I'm testing the use of Airflow, and after triggering a (seemingly) large number of DAGs at the same time, it seems to just fail to schedule anything and starts killing processes. These are the logs the scheduler prints:
[2019-08-29 11:17:13,542] {scheduler_job.py:214} WARNING - Killing PID 199809
[2019-08-29 11:17:13,544] {scheduler_job.py:214} WARNING - Killing PID 199809
[2019-08-29 11:17:44,614] {scheduler_job.py:214} WARNING - Killing PID 2992
[2019-08-29 11:17:44,614] {scheduler_job.py:214} WARNING - Killing PID 2992
[2019-08-29 11:18:15,692] {scheduler_job.py:214} WARNING - Killing PID 5174
[2019-08-29 11:18:15,693] {scheduler_job.py:214} WARNING - Killing PID 5174
[2019-08-29 11:18:46,765] {scheduler_job.py:214} WARNING - Killing PID 22410
[2019-08-29 11:18:46,766] {scheduler_job.py:214} WARNING - Killing PID 22410
[2019-08-29 11:19:17,845] {scheduler_job.py:214} WARNING - Killing PID 42177
[2019-08-29 11:19:17,846] {scheduler_job.py:214} WARNING - Killing PID 42177
...
I'm using a LocalExecutor with a PostgreSQL backend DB. It seems to be happening only after I'm triggering a large number (>100) of DAGs at about the same time using external triggering.

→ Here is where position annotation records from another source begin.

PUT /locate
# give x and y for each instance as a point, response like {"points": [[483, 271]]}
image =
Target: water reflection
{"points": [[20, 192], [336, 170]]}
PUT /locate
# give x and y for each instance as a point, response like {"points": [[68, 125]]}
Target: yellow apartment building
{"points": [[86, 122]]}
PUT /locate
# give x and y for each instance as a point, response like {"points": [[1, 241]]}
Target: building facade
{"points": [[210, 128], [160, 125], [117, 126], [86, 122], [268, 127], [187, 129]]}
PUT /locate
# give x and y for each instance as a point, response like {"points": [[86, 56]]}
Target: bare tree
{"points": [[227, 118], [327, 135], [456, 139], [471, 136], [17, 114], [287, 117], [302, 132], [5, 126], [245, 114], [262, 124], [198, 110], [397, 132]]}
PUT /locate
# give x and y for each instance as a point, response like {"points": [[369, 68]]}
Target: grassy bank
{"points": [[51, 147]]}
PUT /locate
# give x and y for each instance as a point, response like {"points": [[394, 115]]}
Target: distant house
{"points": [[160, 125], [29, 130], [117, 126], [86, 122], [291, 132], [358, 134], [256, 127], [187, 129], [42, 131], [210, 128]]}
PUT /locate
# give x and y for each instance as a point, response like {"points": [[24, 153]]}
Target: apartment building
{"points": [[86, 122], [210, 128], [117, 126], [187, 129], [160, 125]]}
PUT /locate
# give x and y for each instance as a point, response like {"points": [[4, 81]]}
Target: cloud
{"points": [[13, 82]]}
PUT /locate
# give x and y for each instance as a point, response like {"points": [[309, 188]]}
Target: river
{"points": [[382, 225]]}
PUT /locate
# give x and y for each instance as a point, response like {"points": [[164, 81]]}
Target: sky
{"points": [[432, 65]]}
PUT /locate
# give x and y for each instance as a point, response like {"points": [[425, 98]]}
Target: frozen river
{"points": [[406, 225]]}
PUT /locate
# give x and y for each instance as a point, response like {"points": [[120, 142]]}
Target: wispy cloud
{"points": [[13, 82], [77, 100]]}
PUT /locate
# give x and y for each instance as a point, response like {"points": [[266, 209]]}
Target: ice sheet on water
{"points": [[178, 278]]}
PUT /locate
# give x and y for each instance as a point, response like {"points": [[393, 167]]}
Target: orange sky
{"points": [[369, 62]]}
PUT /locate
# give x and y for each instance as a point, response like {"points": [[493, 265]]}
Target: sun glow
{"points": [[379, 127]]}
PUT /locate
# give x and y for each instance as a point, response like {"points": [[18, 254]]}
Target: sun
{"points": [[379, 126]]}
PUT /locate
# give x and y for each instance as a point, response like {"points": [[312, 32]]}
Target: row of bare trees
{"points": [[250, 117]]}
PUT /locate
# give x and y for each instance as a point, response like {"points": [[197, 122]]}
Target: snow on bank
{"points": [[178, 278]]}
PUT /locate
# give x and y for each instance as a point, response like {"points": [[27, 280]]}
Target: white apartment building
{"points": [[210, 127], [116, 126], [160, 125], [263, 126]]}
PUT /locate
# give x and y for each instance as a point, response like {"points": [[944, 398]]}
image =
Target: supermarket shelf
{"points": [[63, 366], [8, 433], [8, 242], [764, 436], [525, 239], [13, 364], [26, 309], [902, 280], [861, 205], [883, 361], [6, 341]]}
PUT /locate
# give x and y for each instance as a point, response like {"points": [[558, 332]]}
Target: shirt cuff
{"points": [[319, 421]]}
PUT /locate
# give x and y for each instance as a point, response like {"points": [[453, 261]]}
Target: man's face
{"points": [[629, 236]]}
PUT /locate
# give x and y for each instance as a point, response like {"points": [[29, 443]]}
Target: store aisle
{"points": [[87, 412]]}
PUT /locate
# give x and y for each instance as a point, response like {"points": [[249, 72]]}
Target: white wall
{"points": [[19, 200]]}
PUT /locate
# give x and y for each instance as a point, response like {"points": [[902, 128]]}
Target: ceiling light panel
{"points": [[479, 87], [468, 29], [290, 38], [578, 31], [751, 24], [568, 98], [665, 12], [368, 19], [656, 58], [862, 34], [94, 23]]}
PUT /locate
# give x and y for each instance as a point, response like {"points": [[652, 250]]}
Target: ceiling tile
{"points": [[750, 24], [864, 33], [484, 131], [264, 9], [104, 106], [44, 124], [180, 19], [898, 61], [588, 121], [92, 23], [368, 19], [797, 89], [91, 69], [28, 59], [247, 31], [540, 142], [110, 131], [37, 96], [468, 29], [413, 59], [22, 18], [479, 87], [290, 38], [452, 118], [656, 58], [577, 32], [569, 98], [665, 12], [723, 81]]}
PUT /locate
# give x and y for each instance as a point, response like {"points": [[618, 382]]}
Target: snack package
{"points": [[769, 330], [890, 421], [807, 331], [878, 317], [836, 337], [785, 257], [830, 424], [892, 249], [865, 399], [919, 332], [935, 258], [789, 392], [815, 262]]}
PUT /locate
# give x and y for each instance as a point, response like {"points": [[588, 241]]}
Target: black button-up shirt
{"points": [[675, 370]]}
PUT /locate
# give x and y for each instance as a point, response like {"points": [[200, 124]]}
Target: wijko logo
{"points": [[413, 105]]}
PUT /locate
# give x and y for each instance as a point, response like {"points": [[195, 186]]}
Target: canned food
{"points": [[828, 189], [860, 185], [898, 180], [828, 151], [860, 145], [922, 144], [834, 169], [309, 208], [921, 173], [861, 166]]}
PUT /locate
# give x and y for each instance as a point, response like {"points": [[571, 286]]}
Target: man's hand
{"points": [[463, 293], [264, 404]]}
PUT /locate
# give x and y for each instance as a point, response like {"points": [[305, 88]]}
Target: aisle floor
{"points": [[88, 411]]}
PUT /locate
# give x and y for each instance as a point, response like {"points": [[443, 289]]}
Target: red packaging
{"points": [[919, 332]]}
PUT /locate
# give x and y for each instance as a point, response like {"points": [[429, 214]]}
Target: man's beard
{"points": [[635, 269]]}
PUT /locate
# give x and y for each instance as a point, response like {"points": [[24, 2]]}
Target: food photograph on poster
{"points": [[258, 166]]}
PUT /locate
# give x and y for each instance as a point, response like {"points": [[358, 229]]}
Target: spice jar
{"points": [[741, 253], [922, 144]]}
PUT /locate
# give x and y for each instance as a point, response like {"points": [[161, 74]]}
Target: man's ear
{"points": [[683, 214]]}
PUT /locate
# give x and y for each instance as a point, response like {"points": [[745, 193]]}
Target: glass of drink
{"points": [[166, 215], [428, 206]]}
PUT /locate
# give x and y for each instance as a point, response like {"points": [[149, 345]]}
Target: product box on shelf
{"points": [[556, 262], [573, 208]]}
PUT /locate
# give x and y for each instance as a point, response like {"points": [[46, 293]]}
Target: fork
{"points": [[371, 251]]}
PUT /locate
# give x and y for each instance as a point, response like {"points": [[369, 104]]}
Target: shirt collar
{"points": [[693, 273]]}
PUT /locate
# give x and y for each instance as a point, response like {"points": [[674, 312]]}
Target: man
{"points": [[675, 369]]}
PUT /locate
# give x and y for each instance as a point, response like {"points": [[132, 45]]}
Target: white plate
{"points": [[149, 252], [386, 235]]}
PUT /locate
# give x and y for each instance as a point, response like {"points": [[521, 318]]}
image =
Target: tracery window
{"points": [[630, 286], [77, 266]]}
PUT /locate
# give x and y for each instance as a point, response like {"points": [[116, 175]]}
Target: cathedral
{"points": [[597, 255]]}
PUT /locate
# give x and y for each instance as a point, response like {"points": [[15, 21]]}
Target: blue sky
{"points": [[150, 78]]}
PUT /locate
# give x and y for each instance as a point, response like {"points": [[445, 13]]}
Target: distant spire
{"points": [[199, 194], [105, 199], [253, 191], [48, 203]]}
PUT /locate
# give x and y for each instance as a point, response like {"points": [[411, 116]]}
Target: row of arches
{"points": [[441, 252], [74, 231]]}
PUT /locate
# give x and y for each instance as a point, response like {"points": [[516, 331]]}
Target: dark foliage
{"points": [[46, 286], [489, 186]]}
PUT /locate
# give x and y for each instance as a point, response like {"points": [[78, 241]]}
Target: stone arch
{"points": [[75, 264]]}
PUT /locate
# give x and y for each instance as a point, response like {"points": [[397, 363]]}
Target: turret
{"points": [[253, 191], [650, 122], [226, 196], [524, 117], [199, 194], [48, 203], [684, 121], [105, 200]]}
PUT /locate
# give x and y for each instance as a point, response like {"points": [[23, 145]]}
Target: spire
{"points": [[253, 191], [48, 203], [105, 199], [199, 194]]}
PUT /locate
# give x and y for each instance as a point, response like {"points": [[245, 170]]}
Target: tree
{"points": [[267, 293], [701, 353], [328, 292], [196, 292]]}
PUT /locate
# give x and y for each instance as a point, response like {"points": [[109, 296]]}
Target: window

As in:
airflow trigger_dag DAG_NAME
After waiting for it to finish killing whatever processes he is killing, he starts executing all of the tasks properly. I don't even know what these processes were, as I can't really see them after they are killed...
Did anyone encounter this kind of behavior? Any idea why would that happen?